Overpaid with respect to what – CEO compensation in other companies? Size of business managed? Compensation of other employees? The answers are not straightforward. Remuneration committees, while evaluating CEO pay decisions, typically focus on the first two dimensions. However, larger public perception on whether CEOs are overpaid is also influenced by trends in CEO pay ratios — CEO Pay to Median Remuneration of Employees (MRE). Debates in the media on whether CEO pay is excessive also rise when layoffs feature too often in headlines.
Listed companies across many jurisdictions (including India) publish CEO pay ratios. Our analysis shows that over the last five years, CEO pay ratio has risen from 153 to 222 in India and from 218 to 263 in US. CEO pay ratio increased in two out of every three companies in India and for every second company in the US. The challenge is that there is no rule to determine what the ideal CEO pay ratio should be.
Literature suggests that this ratio was as low as 20 in the 1960s in US. This difference in the rate of increase of CEO pay vis-à-vis that of other employees is at times the source of controversy.
What does data say?
The popular belief is that CEO pay, particularly in India, is growing at 200–300 bps slower than other employees. This is not borne out by the data. CEO pay in India has risen 11 per cent annually over the last five years while MRE has risen at only 4 per cent.
If we adjust for CPI inflation, CEO pay has grown 5 per cent annually whereas MRE has fallen by 1 per cent. Also, while increments impact a larger proportion of total compensation for the junior employee, most of the CEO pay is at-risk and delivered via commissions or incentives that are delinked from fixed pay increments.

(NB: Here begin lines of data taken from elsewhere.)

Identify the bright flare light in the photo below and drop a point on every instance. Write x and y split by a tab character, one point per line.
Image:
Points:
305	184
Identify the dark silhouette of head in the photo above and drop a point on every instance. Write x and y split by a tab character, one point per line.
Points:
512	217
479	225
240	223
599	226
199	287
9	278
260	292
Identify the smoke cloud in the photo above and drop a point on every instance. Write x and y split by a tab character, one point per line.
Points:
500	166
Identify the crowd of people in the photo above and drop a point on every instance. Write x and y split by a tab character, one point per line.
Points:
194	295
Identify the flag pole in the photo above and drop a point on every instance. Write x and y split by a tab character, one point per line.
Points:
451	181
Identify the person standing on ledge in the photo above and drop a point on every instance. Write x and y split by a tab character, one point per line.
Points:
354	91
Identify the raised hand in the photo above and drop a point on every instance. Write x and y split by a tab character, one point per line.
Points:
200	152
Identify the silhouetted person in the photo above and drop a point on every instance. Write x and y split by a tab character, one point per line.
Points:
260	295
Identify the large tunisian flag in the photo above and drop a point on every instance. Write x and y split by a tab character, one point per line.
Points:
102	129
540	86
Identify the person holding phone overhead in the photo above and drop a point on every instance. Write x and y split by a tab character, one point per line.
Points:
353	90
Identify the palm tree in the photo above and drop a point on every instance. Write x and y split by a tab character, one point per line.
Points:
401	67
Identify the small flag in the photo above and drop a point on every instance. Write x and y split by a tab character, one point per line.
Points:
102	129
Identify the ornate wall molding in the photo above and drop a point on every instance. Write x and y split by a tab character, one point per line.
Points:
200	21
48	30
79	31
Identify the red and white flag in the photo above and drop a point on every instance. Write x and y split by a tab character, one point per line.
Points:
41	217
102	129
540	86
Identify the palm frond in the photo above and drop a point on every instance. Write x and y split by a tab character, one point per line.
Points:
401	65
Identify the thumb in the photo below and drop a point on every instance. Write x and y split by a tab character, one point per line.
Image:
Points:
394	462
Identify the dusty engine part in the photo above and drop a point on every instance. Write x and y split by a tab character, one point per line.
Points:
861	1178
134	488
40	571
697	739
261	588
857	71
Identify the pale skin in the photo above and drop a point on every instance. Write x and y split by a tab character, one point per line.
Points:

As per our analysis, CEOs of some of the largest companies in the US earn $24 million compared to $2 million in India. MRE stacks at $90,000 in US compared to $9,000 in India. The pertinent question therefore is not whether CEO pay is too high but whether median pay is too low. MRE reflects both the nature of role as well as talent market dynamics.
One way to increase MRE is to develop higher value-adding skills that enhance productivity. Technological enhancements and digitisation will lead to long-term cost savings which can partly be used to bring up the living standards of all employees and increase employment via new ventures.
Remuneration committees in India are rightfully concerned about taking socially responsible executive pay decisions. In our view, they should do three things. Firstly, they must ensure that the level and the composition of CEO pay drives sustainable value and performance. Secondly, they must ensure that CEO pay decisions are contextual, independent, and backed by the right benchmarks.
Finally, they should pay close attention to CEO pay ratios and their rate of increase as part of the compensation decision making process. The CEO role comes with great responsibility. And great responsibility comes with high remuneration in the corporate world. We just need to reinforce a culture of collective success.